With no traffic laws to cover space travel, spacecrafts on a potential collision course could face a potential game of satellite chicken, Daniels said. He tells the story of a recent situation where a SpaceX Starlink platform was predicted for a close approach to a European satellite. One of them had to move to get out of a potentially harmful situation, Daniels said, and in this case, it was the European satellite making that maneuver.
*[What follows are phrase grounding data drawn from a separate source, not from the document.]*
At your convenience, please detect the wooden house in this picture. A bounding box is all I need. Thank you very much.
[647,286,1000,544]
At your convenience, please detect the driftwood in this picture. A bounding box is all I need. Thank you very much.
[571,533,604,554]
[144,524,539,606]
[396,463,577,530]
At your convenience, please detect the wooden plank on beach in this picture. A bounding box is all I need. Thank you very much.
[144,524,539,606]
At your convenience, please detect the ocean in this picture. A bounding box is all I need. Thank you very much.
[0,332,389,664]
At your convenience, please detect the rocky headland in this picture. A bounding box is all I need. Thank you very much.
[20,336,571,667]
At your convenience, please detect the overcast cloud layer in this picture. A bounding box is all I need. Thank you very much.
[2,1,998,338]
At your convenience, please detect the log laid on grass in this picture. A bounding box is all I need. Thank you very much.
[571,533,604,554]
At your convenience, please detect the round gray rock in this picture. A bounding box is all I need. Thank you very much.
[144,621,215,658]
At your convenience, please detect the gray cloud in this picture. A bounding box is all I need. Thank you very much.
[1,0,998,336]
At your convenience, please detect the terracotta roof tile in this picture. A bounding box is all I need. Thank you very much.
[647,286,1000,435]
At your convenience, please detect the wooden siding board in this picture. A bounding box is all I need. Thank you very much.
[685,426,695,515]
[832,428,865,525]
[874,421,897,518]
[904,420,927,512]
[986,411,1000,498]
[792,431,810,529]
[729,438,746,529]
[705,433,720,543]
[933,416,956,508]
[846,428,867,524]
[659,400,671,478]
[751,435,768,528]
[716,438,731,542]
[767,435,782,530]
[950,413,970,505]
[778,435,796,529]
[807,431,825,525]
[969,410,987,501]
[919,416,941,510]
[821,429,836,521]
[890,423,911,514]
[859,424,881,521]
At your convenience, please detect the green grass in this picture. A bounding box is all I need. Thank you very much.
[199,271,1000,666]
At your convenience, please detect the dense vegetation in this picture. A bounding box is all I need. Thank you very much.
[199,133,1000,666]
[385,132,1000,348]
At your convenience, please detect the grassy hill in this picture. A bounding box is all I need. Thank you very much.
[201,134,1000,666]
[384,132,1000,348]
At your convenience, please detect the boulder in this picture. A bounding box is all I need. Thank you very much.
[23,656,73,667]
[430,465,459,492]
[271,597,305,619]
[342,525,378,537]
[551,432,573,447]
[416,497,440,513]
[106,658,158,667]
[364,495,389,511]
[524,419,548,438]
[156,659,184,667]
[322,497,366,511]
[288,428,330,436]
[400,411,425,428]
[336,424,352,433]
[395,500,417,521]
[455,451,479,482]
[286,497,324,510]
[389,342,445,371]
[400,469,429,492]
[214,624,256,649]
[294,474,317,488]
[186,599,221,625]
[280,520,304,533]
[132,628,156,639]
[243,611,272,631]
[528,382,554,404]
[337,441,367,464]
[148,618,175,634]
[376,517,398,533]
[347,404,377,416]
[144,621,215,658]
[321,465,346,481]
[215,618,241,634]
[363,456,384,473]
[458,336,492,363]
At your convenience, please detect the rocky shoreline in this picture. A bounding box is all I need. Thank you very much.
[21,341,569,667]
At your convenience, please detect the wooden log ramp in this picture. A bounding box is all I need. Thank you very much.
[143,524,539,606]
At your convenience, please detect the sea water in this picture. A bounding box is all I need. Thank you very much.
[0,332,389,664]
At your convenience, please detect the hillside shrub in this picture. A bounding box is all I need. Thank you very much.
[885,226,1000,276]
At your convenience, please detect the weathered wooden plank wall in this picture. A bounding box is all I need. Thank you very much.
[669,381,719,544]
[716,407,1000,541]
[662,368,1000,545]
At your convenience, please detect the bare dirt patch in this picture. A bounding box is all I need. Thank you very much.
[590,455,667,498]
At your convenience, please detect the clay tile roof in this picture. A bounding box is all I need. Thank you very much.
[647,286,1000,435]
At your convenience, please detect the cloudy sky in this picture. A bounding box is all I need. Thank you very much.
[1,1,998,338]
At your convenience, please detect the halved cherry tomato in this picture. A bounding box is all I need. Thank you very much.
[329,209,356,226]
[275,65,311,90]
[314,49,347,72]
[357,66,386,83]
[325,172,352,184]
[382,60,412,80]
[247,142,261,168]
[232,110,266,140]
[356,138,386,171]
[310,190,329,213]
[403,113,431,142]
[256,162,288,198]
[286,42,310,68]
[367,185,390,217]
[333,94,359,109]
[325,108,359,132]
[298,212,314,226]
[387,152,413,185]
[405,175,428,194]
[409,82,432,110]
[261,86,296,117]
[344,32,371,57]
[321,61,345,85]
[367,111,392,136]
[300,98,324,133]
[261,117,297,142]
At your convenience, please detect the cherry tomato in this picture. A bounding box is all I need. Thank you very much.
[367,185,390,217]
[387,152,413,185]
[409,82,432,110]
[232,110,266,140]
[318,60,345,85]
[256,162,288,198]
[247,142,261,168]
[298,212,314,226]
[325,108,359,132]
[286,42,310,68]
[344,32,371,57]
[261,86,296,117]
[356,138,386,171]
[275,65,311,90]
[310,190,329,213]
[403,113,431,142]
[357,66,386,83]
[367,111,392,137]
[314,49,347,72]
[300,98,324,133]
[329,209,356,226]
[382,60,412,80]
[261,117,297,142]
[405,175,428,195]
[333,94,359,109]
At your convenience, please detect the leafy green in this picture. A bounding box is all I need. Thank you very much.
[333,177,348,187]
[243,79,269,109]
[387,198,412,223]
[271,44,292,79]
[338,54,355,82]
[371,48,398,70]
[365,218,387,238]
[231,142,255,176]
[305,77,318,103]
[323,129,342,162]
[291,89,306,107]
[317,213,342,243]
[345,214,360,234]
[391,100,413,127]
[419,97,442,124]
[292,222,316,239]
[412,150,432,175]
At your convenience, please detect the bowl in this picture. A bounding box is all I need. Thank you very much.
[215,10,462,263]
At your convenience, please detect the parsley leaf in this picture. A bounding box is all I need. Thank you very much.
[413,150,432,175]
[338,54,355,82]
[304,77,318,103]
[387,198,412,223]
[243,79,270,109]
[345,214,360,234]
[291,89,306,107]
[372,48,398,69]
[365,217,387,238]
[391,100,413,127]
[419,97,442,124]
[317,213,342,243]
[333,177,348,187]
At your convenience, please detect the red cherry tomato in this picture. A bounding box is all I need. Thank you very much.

“The question about responsibility and diligence when it comes to those situations is based on an owner-operator perspective,” he said. “It depends on good communication. There aren’t any laws or traffic cops, if you will, governing those outcomes.”

Ongoing Concerns

While gravity eventually will pull all debris into the atmosphere and burn it up, that can take decades or longer. The international rule of thumb is that satellites need to position themselves at an altitude low enough in orbit so that they can deorbit once their missions are complete and then burn up within 25 years.

Without that kind of space stewardship, the clutter will only continue to grow, Daniels said. And the more debris in space, the more likely a scenario that NASA scientist Donald Kessler proposed in 1978—what came to be known as the Kessler Syndrome—could become reality. The Kessler Syndrome suggests that when the density of objects in low Earth orbit becomes great enough, collisions between objects could cause a cascade in which each collision generates more space debris and increases the likelihood of further collisions.

“Essentially, we would have this escalating factor of a debris field in low Earth orbit such that it would become unusable,” Daniels said.

Think about it, he continued. At some point, too much debris may mean we can’t fly satellites like Landsat, or that people wouldn’t be able to leave the planet because flying a human astronaut through low Earth orbit would be too dangerous.

“Obviously, we never want to get there,” Daniels said. “So, being responsible in space, understanding how debris is created, tracking space debris, responsibly operating spacecraft, moving out of the way ... it’s all paramount to our continued use of space.”